Amazon, Pandora To Launch $5 Subscription Music Services In Coming Weeks

Somewhere along the line it was decided that $10 per month would be the standard rate for an unlimited streaming music subscription. Spotify and Apple Music both charge that amount for their base service, as do several others such as Rhapsody and Google Music. But is that too much for the general public at large? Amazon and Pandora seem to think so, as both are preparing to launch streaming services for as low as $5 per month.

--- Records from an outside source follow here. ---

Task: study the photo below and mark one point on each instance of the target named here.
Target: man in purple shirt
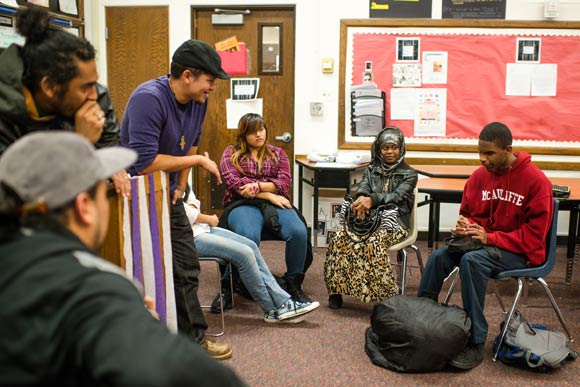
(162, 123)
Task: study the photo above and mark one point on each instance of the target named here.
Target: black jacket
(15, 120)
(69, 318)
(399, 192)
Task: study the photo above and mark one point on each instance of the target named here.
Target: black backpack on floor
(415, 334)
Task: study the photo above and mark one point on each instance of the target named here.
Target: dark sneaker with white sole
(271, 318)
(469, 358)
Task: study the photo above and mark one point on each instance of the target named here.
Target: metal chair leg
(219, 281)
(508, 318)
(497, 295)
(555, 306)
(419, 257)
(455, 274)
(403, 254)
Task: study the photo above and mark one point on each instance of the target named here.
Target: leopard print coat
(361, 267)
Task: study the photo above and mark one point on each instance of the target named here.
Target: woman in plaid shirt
(258, 179)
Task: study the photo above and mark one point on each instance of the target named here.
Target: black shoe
(469, 358)
(227, 297)
(241, 289)
(335, 301)
(294, 287)
(300, 296)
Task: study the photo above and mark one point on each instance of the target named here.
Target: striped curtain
(146, 242)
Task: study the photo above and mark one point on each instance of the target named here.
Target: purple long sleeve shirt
(155, 123)
(275, 170)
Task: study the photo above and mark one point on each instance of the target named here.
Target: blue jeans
(475, 269)
(248, 221)
(246, 257)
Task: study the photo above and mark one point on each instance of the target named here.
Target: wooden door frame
(291, 8)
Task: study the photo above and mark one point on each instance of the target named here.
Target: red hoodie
(514, 206)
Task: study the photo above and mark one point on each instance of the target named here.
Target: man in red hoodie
(507, 205)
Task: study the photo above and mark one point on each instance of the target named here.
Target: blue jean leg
(248, 221)
(475, 269)
(294, 233)
(245, 255)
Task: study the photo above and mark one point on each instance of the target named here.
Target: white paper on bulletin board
(236, 109)
(8, 35)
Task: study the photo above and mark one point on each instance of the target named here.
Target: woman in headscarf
(360, 267)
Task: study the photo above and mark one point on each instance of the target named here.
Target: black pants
(190, 318)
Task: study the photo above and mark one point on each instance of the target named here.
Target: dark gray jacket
(15, 121)
(68, 318)
(399, 192)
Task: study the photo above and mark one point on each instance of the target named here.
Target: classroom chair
(409, 242)
(531, 273)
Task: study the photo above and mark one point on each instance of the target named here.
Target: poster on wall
(473, 9)
(400, 9)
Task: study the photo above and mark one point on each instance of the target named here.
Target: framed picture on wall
(528, 50)
(408, 49)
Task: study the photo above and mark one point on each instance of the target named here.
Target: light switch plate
(316, 108)
(328, 65)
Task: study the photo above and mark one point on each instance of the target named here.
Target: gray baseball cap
(53, 167)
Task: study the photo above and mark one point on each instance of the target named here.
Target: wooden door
(137, 49)
(276, 90)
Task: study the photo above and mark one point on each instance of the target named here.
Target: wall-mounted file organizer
(367, 112)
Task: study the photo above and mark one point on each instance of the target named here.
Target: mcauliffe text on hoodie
(503, 195)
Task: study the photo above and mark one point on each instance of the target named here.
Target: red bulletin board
(476, 80)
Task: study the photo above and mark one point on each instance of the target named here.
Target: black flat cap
(200, 55)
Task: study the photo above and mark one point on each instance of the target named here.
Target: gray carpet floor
(328, 348)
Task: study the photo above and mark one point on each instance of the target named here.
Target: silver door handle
(285, 137)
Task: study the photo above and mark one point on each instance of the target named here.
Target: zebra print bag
(384, 216)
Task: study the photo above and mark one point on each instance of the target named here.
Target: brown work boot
(219, 351)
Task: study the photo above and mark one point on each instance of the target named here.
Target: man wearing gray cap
(68, 317)
(162, 123)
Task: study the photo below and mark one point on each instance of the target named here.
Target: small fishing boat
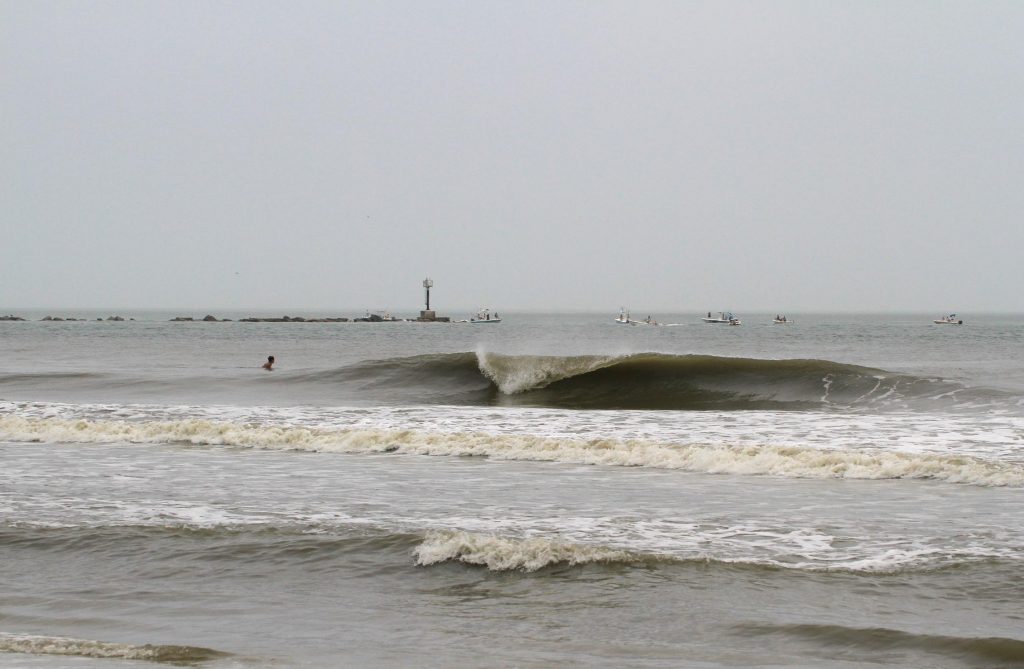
(725, 318)
(484, 316)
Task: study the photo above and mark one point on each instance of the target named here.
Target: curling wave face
(644, 381)
(638, 381)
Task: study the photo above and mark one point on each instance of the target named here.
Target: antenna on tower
(428, 283)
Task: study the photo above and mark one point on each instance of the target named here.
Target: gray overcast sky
(573, 155)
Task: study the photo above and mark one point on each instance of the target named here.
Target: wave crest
(503, 554)
(102, 650)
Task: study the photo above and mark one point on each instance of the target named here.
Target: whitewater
(552, 491)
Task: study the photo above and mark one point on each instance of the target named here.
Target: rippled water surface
(844, 491)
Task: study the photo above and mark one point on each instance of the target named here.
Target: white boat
(725, 318)
(484, 316)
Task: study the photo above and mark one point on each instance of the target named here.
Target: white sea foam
(749, 458)
(503, 553)
(102, 650)
(514, 374)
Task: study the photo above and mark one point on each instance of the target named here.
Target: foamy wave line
(505, 554)
(797, 462)
(87, 649)
(529, 554)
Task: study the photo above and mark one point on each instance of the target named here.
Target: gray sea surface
(553, 490)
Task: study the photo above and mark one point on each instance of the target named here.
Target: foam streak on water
(735, 447)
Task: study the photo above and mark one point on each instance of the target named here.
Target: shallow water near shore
(844, 491)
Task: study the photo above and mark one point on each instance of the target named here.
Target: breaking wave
(648, 381)
(788, 461)
(178, 655)
(502, 553)
(638, 381)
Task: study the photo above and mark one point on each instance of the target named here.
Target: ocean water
(552, 491)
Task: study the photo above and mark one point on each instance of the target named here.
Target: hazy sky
(550, 155)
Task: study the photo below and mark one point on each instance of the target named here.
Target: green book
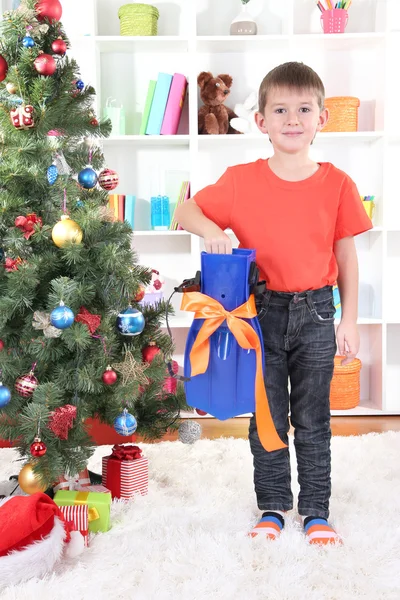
(147, 106)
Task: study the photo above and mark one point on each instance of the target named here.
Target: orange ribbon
(214, 314)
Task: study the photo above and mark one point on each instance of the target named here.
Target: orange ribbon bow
(214, 314)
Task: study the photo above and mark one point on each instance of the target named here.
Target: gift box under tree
(78, 519)
(125, 472)
(98, 503)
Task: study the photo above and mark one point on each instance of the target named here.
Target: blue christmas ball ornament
(52, 174)
(87, 178)
(125, 423)
(130, 322)
(28, 41)
(62, 317)
(5, 395)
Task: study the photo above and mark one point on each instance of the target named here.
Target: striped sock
(318, 531)
(270, 525)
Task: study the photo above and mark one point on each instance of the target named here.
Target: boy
(300, 216)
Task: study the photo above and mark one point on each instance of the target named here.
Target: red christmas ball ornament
(200, 412)
(26, 385)
(59, 46)
(140, 294)
(38, 448)
(150, 352)
(108, 179)
(3, 68)
(109, 376)
(49, 9)
(45, 65)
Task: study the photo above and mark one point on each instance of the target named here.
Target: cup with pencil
(369, 205)
(334, 15)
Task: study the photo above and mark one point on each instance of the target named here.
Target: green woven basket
(138, 19)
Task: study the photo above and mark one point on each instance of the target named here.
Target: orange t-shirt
(292, 225)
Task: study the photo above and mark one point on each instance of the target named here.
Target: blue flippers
(226, 389)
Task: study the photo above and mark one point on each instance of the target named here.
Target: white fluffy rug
(187, 539)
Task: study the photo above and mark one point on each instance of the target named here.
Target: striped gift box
(79, 516)
(132, 477)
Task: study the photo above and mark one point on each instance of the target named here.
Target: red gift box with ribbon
(125, 472)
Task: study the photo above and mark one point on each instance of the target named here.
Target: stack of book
(123, 207)
(163, 105)
(184, 194)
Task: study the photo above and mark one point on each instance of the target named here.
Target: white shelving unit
(194, 36)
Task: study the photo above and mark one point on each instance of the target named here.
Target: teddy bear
(214, 116)
(245, 121)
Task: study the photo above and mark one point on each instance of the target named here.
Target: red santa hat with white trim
(33, 535)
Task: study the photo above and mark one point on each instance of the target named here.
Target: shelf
(239, 43)
(168, 232)
(147, 140)
(126, 44)
(262, 43)
(342, 42)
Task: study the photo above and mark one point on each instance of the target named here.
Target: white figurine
(245, 122)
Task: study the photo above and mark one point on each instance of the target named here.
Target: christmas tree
(74, 340)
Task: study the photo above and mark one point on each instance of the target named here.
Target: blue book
(159, 104)
(130, 202)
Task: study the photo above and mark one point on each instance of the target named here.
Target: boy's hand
(216, 241)
(348, 340)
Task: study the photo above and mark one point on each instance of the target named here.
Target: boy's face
(291, 118)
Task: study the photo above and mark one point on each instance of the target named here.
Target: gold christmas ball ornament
(28, 480)
(65, 231)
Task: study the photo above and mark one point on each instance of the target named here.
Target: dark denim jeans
(300, 345)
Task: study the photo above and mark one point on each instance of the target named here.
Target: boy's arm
(191, 218)
(347, 336)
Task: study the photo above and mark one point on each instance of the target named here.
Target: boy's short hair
(292, 75)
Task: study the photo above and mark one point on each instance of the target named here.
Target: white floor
(187, 539)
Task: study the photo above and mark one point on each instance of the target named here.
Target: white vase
(243, 24)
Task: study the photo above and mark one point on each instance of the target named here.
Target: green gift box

Pandora is a bit different than the other music services named. It's essentially an Internet radio model that learns what types of music you like and tries its best to play tracks it thinks you'll be into. Starting perhaps as early as this week, it will offer an expanded version of its $5 platform with new features that go above and beyond removing ads. Subscribers will be able to skip more songs and store several hours of playlists in the cloud, The New York Times says it heard from three people claiming to have direct knowledge of what Pandora's planning to do.

Music

Looking further down the road, Pandora may also offer an on-demand music service with tens of millions of songs that listeners can queue up on a whim. Like Spotify and many others that compete in the on-demand space, that service is expected to cost $10 per month.

As for Amazon, it already offers a streaming music service with a limited catalog of titles as a perk for its Prime members. However, it's planning to introduce another music service with a full catalog of songs that will also run $10 per month, though customers who use its Echo voice activated speaker system will receive a 50 percent discount on the service.

Neither of these lower cost options are likely to topple the likes of Apple Music and Spotify, as they both come with caveats (for Pandora, it's not an on-demand service at that price point and Amazon's $5 fee only applies to specific customers). But what it might do is bring more people into the fold, specifically those that are casual music listeners.

Some feel that the standard $10/month rate is just too high. That works out to $120 per year, whereas data from market research firm MusicWatch pegs annual spending at around $67 for the average music customer in the U.S. That's up from $55 a year ago, but still down from $80 in the late 1990s when CD spending hit its peak.